Menteri Energi dan Sumber Daya Mineral (ESDM), Bahlil Lahadalia, menegaskan bahwa pemerintah akan memberikan kemudahan dan "sweetener" agar proses beralih ke motor listrik tidak memberatkan masyarakat secara biaya.
"Negara akan hadir tanggung renteng dengan masyarakat ketika di-switch dari bensin ke motor listrik, pasti ada semacam sweetener-nya," katanya.
Upaya Percepatan Transisi Energi dan Pengurangan Emisi
Indonesia memiliki lebih dari 120 juta sepeda motor bensin yang masih aktif digunakan, menjadikan sektor roda dua sebagai kontributor signifikan konsumsi BBM nasional.

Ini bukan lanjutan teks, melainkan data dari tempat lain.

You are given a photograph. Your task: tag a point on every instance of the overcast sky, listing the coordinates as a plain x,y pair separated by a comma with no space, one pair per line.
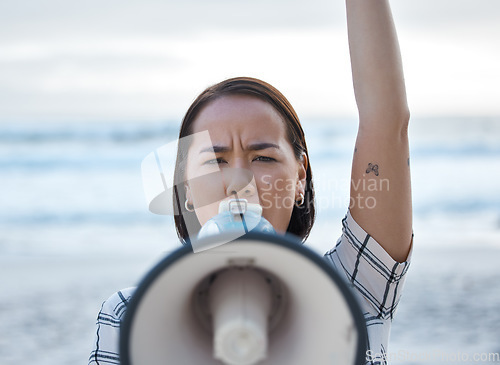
100,60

Dengan mengonversi sebagian besar motor tersebut menjadi motor listrik, pemerintah berharap dapat menekan konsumsi BBM secara signifikan sekaligus mengurangi emisi gas buang.
Program ini sejalan dengan target pemerintah untuk mempercepat penggunaan energi ramah lingkungan dan mengurangi ketergantungan terhadap bahan bakar fosil.
Pengalaman dan Tantangan Program Konversi Motor Listrik
Sebelumnya, pemerintah telah menjalankan program konversi motor listrik dengan subsidi biaya konversi sekitar Rp5 juta hingga Rp6 juta, tergantung spesifikasi komponen dan kapasitas baterai. Namun, untuk meningkatkan partisipasi masyarakat, insentif baru diharapkan dapat membuat biaya konversi menjadi lebih terjangkau.